The Metris Worker will be available in both passenger and cargo versions. The Cargo will be cheaper than the Passenger, which starts at $29,995. As with the regular Metris, the Worker will be powered by a 2.0L turbocharged I-4 producing 208 hp and 258 lb-ft. Backing up the motor is Mercedes’ excellent seven-speed automatic transmission, routing power to the rear wheels. Benz is keen to point out the powertrain gets up to a 15,000-mile service interval, reducing operating and maintenance costs.
As with the Sprinter Worker, the Metris sees some equipment streamlining in the changeover to “Worker” status. For example, the Cargo will only be available in refrigerator-chic white, while the Passenger will have a black and a silver shade available as extra-cost options. There will likely be some decontenting in the Worker, although a wood cargo floor and a few options packages will be available.

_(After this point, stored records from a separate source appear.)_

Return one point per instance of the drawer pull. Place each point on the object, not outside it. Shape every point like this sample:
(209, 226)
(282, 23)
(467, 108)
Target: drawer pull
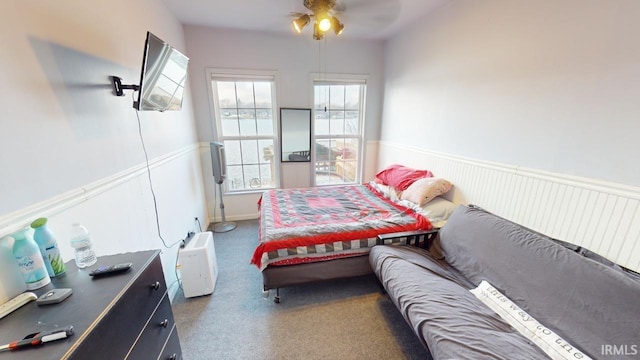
(156, 285)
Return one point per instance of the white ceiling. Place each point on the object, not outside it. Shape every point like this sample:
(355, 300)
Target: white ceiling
(374, 19)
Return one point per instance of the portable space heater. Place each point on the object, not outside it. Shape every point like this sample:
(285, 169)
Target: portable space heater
(198, 265)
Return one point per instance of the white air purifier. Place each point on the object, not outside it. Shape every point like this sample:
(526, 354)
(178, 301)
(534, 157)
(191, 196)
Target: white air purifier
(198, 265)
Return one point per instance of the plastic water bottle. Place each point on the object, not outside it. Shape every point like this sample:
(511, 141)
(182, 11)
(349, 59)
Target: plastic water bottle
(48, 247)
(29, 258)
(11, 281)
(81, 243)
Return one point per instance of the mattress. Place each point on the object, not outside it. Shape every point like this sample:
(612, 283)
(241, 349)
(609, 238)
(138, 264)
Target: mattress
(314, 224)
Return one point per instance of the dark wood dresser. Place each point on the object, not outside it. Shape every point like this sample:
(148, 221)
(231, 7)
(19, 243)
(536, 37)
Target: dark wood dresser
(122, 316)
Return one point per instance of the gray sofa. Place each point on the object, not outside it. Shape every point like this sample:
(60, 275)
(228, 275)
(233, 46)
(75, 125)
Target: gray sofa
(592, 304)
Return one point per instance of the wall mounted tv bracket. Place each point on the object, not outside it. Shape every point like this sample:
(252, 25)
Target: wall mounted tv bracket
(119, 88)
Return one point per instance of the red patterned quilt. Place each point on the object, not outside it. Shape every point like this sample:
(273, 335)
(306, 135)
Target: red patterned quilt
(323, 223)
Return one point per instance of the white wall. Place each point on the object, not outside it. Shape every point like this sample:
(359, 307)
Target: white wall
(550, 85)
(294, 57)
(70, 149)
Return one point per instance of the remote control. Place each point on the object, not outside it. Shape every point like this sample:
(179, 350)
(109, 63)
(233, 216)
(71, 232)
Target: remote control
(110, 269)
(16, 303)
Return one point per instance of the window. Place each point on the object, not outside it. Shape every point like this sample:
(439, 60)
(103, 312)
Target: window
(244, 108)
(338, 131)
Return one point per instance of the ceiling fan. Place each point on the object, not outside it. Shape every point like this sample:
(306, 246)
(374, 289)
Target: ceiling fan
(324, 18)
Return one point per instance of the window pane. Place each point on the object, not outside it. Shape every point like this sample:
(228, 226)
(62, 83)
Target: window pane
(321, 122)
(229, 122)
(246, 112)
(336, 95)
(339, 129)
(321, 97)
(263, 94)
(265, 148)
(265, 122)
(245, 95)
(249, 151)
(267, 176)
(352, 97)
(227, 94)
(337, 123)
(235, 177)
(247, 122)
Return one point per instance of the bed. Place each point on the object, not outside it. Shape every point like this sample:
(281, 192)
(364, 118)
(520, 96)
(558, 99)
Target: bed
(321, 233)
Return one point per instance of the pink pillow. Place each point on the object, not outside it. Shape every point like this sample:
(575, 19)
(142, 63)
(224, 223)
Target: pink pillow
(400, 176)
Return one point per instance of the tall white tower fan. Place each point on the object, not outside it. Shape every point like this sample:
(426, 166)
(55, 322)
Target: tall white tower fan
(219, 167)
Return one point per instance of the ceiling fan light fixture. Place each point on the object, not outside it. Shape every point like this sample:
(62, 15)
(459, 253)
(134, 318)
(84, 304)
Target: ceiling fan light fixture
(317, 33)
(324, 22)
(336, 25)
(301, 22)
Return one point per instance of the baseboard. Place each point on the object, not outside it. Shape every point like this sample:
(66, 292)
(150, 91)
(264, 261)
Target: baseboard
(599, 215)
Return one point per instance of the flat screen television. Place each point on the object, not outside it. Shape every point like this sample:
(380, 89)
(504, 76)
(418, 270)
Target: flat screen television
(162, 79)
(163, 76)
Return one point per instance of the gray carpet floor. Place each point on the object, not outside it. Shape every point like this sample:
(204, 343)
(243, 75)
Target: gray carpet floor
(342, 319)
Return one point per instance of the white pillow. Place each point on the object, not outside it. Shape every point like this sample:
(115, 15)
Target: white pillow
(438, 211)
(387, 191)
(551, 343)
(426, 189)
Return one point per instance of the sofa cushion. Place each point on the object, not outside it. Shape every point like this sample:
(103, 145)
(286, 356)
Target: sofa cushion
(587, 302)
(436, 302)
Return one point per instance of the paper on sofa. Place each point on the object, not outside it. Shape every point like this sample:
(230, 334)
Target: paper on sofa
(551, 343)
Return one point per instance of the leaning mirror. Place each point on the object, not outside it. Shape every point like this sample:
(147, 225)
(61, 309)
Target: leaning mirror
(295, 134)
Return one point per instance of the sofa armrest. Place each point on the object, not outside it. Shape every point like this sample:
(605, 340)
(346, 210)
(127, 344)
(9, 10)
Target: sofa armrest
(419, 238)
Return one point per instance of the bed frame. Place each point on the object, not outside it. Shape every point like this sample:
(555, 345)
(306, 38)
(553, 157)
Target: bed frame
(276, 277)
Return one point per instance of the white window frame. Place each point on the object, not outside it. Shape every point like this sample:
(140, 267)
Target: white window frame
(334, 78)
(213, 74)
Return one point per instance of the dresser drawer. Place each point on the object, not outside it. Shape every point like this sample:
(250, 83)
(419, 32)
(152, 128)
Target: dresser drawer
(155, 334)
(172, 350)
(122, 323)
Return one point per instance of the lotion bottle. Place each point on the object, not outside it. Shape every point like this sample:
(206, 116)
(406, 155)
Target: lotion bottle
(30, 260)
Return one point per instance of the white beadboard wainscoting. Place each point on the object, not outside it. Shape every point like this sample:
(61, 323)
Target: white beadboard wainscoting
(119, 210)
(601, 216)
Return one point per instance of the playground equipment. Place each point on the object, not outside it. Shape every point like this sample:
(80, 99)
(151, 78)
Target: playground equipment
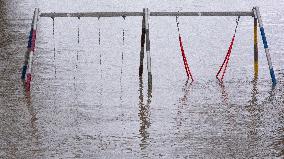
(145, 39)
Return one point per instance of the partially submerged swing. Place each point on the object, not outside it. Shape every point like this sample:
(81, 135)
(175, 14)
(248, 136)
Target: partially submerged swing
(186, 67)
(145, 40)
(227, 57)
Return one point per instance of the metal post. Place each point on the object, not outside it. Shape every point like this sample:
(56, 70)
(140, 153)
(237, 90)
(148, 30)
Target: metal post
(265, 46)
(32, 49)
(148, 46)
(142, 43)
(29, 48)
(255, 45)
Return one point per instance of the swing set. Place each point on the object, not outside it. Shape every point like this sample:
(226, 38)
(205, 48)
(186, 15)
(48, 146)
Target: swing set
(145, 39)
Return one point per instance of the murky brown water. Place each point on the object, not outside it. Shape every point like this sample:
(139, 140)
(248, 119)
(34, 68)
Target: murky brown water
(87, 100)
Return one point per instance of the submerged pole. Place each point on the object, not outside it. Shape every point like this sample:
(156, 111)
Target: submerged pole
(31, 47)
(147, 15)
(265, 46)
(255, 45)
(142, 44)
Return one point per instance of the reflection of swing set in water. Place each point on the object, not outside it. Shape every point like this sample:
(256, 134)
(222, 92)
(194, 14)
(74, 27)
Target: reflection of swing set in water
(145, 39)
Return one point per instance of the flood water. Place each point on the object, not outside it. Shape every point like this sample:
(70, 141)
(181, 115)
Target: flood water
(87, 101)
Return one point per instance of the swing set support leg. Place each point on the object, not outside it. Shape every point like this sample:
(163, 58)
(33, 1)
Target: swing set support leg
(256, 9)
(142, 45)
(255, 45)
(147, 15)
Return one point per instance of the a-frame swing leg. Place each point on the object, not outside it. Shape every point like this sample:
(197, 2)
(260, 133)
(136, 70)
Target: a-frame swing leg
(265, 45)
(147, 15)
(255, 45)
(142, 45)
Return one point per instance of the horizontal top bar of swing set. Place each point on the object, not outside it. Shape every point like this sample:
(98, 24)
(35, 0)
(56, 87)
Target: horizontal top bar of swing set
(125, 14)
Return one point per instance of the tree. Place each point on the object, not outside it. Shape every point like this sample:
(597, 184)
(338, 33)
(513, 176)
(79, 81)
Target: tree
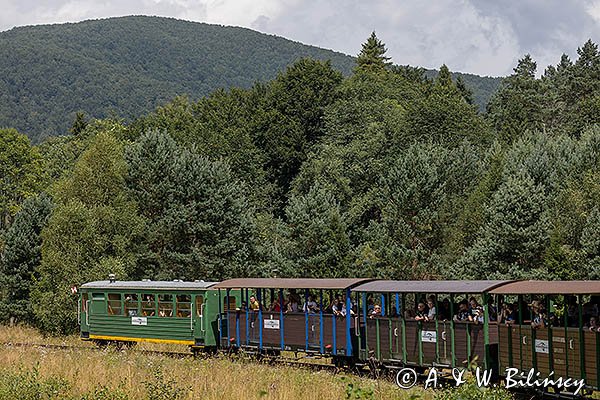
(512, 242)
(518, 105)
(21, 259)
(94, 230)
(79, 124)
(318, 241)
(198, 216)
(371, 58)
(21, 174)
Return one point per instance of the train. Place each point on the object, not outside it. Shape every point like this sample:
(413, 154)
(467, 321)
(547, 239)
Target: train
(549, 327)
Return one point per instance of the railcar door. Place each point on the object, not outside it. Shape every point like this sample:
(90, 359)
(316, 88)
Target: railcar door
(198, 316)
(84, 305)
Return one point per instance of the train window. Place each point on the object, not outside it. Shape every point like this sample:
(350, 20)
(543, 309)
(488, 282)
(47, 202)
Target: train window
(183, 305)
(84, 300)
(165, 305)
(131, 305)
(114, 304)
(97, 296)
(199, 301)
(148, 305)
(231, 306)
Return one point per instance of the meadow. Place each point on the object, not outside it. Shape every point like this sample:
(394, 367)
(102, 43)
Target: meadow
(84, 372)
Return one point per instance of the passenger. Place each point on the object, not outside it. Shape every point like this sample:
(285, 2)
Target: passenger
(275, 306)
(432, 312)
(592, 325)
(463, 312)
(590, 309)
(476, 311)
(445, 313)
(310, 306)
(492, 311)
(421, 314)
(370, 304)
(376, 312)
(508, 314)
(292, 304)
(254, 304)
(338, 305)
(573, 312)
(539, 318)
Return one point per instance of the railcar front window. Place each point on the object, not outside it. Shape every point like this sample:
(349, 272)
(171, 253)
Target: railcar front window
(165, 305)
(131, 305)
(114, 304)
(183, 305)
(148, 305)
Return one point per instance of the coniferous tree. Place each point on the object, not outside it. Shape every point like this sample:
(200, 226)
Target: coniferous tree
(372, 58)
(21, 258)
(94, 230)
(198, 217)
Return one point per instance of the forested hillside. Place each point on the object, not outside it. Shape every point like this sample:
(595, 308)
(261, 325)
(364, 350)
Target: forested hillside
(383, 173)
(123, 67)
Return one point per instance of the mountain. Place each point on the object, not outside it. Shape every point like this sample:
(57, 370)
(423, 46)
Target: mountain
(127, 66)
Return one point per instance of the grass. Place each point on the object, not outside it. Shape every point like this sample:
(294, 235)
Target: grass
(79, 373)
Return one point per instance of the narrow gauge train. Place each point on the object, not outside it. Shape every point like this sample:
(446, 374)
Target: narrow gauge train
(338, 321)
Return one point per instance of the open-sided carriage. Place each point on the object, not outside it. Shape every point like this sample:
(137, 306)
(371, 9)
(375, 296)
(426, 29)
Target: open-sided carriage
(270, 329)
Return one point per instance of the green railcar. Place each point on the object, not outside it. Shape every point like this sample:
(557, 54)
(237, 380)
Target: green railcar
(151, 311)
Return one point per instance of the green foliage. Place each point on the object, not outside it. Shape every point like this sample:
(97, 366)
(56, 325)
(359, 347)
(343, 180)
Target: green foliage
(21, 258)
(371, 58)
(94, 230)
(512, 241)
(318, 241)
(21, 173)
(197, 214)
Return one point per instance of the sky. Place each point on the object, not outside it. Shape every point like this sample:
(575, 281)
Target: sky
(485, 37)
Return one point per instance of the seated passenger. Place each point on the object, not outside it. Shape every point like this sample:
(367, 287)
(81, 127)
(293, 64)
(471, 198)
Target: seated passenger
(310, 306)
(432, 312)
(463, 313)
(476, 311)
(445, 313)
(254, 304)
(538, 316)
(573, 312)
(592, 325)
(376, 312)
(492, 312)
(508, 315)
(338, 306)
(421, 314)
(275, 306)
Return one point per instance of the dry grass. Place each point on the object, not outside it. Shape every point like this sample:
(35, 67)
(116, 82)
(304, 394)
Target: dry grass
(134, 374)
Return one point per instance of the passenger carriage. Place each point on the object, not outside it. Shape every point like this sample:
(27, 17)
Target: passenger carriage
(152, 311)
(395, 338)
(318, 332)
(564, 345)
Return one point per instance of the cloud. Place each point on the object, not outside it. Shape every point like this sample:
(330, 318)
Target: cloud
(486, 37)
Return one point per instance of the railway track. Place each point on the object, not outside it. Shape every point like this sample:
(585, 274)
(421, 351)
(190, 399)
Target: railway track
(296, 362)
(283, 361)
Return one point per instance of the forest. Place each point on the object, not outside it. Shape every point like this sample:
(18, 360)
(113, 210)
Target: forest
(382, 173)
(127, 66)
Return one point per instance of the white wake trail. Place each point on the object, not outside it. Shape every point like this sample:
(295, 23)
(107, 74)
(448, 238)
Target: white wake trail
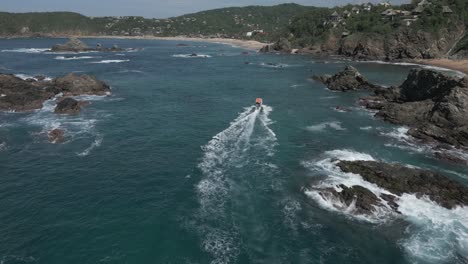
(223, 166)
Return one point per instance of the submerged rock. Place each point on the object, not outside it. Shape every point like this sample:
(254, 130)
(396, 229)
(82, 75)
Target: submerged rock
(56, 135)
(73, 45)
(21, 95)
(282, 45)
(72, 85)
(399, 180)
(347, 80)
(68, 106)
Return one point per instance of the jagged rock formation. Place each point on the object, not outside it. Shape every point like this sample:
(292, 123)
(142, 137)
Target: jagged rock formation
(56, 135)
(73, 45)
(397, 180)
(68, 106)
(433, 104)
(25, 95)
(347, 80)
(282, 45)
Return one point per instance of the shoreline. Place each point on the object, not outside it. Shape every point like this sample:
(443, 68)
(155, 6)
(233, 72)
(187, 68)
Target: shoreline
(245, 44)
(454, 65)
(458, 66)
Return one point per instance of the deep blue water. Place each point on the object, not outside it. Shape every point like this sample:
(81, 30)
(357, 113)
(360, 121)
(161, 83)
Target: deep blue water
(176, 167)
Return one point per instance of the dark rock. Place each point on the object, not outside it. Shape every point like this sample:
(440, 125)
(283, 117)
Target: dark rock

Cutting the cost of the Metris brings its pricing in line with its smaller, less capable competition. For example, the long-wheelbase Ford Transit Connect van starts at $23,675, but it can only haul 130.6 cubic feet of stuff in back, compared to the Metris’ 186 cubic feet. Furthermore, the Metris can tow an SUV-rivaling 5,000 pounds’ worth of trailer and carry a payload of up to 2,502 pounds. Both measures soundly beat the Metris’ Ford, Chevrolet, Ram, and Nissan competition. And Mercedes claims its Metris can carry more than 75 4x8 sheets of plywood between its wheelhouses, something that cannot be said of its smaller competitors.
Where the Metris may fall flat is in dealer support and incentives. Indeed, the domestic manufacturers are offering good incentives on their ample supply of compact cargo vans. Metris vans are still somewhat hard to come by, even a year into sales, and discounts are minimal.
However, the Metris’ European driving manners, turbocharged pep off the line, and just-right size make it a great option for many commercial buyers. A low-cost Worker model will only add to the appeal, and having driven the Metris a few times, we think it’s a good buy.